At Bloomberg, our cache keys are generated by a transparent reverse-proxy that is aware of the active versions of all software in the stack, and it also has a map of what services depend on each other. It is then trivial for the reverse-proxy to calculate the appropriate key and interact with the cache. Gradual deployments and A/B testing are supported under this model. You just need to either: - use a stable mechanism for determining which active version of a currently-being-rolled-out service a given user request will hit, OR - make the A/B versioning decisions up front the first time a client request hits the proxy, and then pass along the version selections in a header so downstream proxies can respect it.
Resilient Caching
One of the strengths of this approach is that the deployment of a new service high in the stack, as shown in the diagram above, does not clear all caches in the system. The lower-level caches would still be functioning, reducing the impact of the one cold cache on the total system.

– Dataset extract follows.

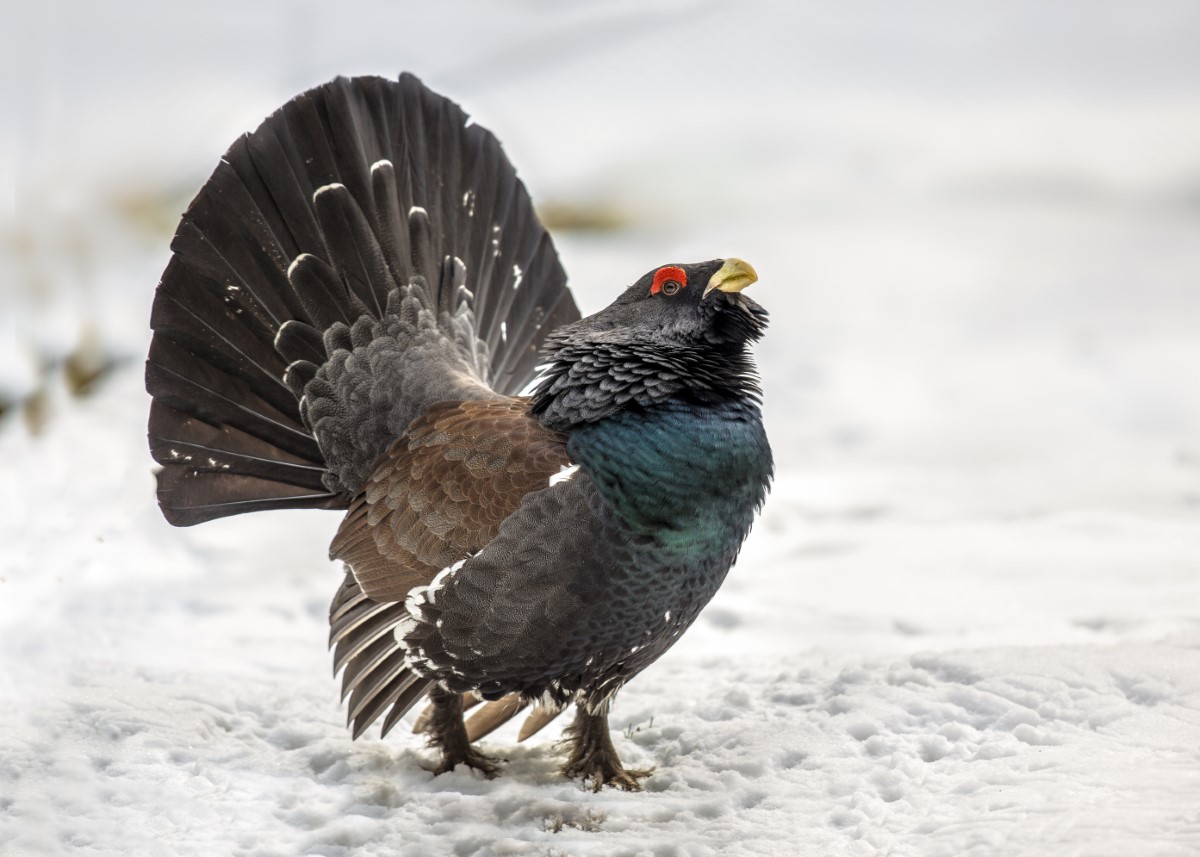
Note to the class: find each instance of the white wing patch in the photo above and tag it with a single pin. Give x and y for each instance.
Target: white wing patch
(420, 595)
(564, 474)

Another benefit of this approach is that old cache entries for the prior service version will remain in the cache for some time, assuming the cache is not undersized. In the case a roll-back is performed, it's likely that some old cache entries will not have been evicted yet by the memcached or Redis LRU, and you can avoid the classic cold-cache-on-service-rollback problem. This behavior is only possible because we use key generation to store cache entries for both service versions side-by-side instead of using active invalidation to clear the cache.
What did we just learn?
While we were able to avoid talking directly about it until the end of this article, key generation is the right time to deal with any cache complexity, because it happens right up front and results in the cache being full of data that is correctly labelled and usable. No external knowledge is needed to determine if the cache is good, because the key contains everything you need.
Our table is now complete!
Solved:
- Wall Time: Resolve into values early in request flow
- Small Databases: Resolve into values early in request flow, replicate/shard to scale
- Big Mostly-Read Databases: Apply timestamped data or snapshot pattern, resolve URL early in request flow
- Software Versions: Include versions of all dependent software in cache key
Pitfalls:
- External Systems: Apply snapshot pattern if possible, resolve URL early in request flow
- Write-Heavy Databases: Apply snapshot pattern if possible, resolve URL early in request flow. Consider short-window TTL caching as a last resort.
The Model System
This simplified diagram represents a potential model for many distributed systems. We want to have as much functionality as possible in the "Immutable Zone," not just the minimal service stack that is shown here. This contrasts with the "State Gathering" portion of the stack, which should ideally be just the service that acts as the client entry point. There will be many more databases than just the user database and the one big central database, but that's fine as long as there is a strategy for fitting them into the larger picture. Building systems in this manner provides many powerful behaviors:
- High Performance via the layered caching of multiple components
- Reliable Performance via the minimization of cold caches due to both layered caching and the storage of cache items side-by-side to facilitate rollbacks
- Simpler Testing paradigms due to the repeatability of software
Building a system that conforms to these ideas is purely an engineering exercise. Engineering is hard. Please keep these high-level ideas in mind the next time you are brainstorming a new system design:
- Immutability reduces total complexity
- Any cache invalidation should be a non-starter
- Interface design drives caching characteristics (among other things)
- Mutable interfaces can be converted into immutable ones internally
- Factor systems into state gathering and immutable layers
- Make low-level components immutable and chain upwards
- Key generation is the right place to account for state
This article is based on Peter's talk "Caching Entire Systems without Invalidation" from SREcon22 Europe/Middle East/Africa.